The Fathers present informed me that some mums also acted as gatekeepers and only allowed contact when it suited their social arrangements. Some even used reduced contact as punishment if they that didn’t contribute financially to the upkeep of their offspring.


Organisations such as Women’s Aid over the last 3 years have try to discredit Parental Alienation as a pseudo terminology that abusive men use as an excuse to harass estranged children and women by taking them to court under false pretences. They have now successfully lobbied Parliament to create current a Domestic Abuse Bill, which is currently at the third draft stage see below:

https://www.parliament.uk/business/committees/committees-a-z/joint-select/draft-domestic-abuse-bill/ddab-17-19/publications/


When attending Asia Effiong -Jones radio show, a predominately female panel wanted to discover why certain Fathers were not facing up to their responsibilities after relationship breakdown. I illustrated that men are still socialized into stereotypical roles of being breadwinners and receive less parental leave from work.

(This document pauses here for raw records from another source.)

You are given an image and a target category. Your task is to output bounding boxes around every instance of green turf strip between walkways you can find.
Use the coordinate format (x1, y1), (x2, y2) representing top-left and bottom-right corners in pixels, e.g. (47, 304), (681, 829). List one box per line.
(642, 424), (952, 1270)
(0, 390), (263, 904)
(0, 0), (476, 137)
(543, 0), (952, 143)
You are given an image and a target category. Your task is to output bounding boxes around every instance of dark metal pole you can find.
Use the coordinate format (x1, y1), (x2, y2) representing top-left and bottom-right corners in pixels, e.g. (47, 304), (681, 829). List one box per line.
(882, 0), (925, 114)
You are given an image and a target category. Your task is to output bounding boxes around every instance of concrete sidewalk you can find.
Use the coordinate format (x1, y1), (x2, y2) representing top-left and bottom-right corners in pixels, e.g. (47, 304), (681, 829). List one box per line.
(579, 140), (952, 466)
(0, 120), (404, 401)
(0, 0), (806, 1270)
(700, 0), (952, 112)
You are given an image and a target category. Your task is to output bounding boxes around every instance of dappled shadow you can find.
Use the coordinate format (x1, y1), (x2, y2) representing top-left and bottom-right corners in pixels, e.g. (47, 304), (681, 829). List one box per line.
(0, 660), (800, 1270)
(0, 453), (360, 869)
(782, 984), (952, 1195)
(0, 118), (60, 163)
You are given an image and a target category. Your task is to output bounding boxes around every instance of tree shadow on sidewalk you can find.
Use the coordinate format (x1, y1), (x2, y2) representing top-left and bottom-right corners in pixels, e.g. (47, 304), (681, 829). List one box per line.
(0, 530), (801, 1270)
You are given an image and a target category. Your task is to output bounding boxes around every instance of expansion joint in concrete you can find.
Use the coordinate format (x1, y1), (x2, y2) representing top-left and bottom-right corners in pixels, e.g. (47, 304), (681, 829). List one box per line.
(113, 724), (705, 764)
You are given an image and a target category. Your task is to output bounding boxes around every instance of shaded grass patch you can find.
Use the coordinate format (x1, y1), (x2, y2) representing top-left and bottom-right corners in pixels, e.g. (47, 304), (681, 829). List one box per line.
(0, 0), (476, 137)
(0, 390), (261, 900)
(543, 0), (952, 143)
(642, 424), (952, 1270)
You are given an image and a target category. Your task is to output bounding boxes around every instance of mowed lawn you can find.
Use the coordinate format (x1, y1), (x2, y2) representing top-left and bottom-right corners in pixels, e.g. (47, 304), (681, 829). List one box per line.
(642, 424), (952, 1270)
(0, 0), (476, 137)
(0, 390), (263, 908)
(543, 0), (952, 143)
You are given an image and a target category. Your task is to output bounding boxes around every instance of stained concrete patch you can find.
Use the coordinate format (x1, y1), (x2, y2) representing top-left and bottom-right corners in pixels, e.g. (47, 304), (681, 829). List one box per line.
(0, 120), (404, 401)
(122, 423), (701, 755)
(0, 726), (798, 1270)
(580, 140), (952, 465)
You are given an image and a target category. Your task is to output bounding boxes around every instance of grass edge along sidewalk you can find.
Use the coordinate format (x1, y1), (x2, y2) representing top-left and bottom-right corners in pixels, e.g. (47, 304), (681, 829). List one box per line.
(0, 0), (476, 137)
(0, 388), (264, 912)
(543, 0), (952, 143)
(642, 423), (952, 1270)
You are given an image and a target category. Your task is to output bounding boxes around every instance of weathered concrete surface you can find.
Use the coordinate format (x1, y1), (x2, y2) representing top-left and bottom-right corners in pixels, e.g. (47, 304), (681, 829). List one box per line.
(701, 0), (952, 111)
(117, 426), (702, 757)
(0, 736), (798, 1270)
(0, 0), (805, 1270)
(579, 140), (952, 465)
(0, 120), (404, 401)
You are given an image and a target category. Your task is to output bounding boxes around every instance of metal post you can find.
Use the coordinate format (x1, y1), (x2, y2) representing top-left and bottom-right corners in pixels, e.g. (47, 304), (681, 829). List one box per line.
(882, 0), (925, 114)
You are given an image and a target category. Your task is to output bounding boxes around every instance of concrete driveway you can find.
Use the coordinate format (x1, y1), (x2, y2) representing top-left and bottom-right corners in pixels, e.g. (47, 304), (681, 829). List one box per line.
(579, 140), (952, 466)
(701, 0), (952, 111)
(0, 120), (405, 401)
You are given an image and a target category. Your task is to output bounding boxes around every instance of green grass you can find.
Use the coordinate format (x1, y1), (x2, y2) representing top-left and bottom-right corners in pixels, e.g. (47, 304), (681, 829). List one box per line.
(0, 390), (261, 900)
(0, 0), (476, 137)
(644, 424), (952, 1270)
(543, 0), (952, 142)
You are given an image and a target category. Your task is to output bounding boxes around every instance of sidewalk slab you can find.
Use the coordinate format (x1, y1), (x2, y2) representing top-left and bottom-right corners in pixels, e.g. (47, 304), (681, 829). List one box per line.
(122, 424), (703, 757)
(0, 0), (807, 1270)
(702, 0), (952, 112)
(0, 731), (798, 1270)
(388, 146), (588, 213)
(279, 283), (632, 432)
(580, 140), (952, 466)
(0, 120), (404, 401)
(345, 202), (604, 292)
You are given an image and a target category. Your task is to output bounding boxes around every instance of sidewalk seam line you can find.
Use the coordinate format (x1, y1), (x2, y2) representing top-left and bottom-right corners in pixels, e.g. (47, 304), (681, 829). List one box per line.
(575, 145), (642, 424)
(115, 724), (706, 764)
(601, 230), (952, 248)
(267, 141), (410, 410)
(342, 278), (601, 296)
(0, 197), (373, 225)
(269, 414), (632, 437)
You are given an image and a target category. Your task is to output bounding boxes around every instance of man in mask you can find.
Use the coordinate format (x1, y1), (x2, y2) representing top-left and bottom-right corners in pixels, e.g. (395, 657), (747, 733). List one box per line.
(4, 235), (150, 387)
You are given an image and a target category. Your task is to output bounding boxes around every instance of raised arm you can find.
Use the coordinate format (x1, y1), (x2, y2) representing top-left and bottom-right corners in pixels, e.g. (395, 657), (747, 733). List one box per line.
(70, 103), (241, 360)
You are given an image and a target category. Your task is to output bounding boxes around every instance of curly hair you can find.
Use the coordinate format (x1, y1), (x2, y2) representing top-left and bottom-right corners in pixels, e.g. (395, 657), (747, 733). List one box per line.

Parental prejudice leads to men having to jump over more safeguarding checks in order to maintain their parental rights. Support for Dads, in terms of benefits and social housing were also less extensive. That society still expected Fathers to work full time once they were not the primary carers. The panel acknowledged that this was unbalanced but believed the reason for this occurring was due to the birth process and that women were more caring by nature.


I illustrated Fathers could also be primary carers and that the last National Census conducted in 2011. The report illustrated that households headed by single Fathers in the UK now stands at 400,000. The panel was shocked, as they didn’t expect the number would be so high. I then provided the panel with a study conducted by Darren Spooner, an avid parental alienation campaigner; he found that some mothers also abandoned their children after relationship breakdown. This was due to a confluence of reasons such as postnatal depression, narcissistic or sociopathic personality disorders. These psychological traits led to safeguarding issues and neglect, which played a fundamental part of why this group of men were now the primary carers.

See the recorded show below:

https://www.youtube.com/watch?v=vrt7XyxivyM


In essence Parents have so many pressures, internally and externally, combined with conflicting messages as well as the day-to-day responsibilities of child rearing. We as a society now stand in a transitional period of time where equality has become a byword, yet the reality continues to elude non-resident parents and as a consequence Fathers disproportionally.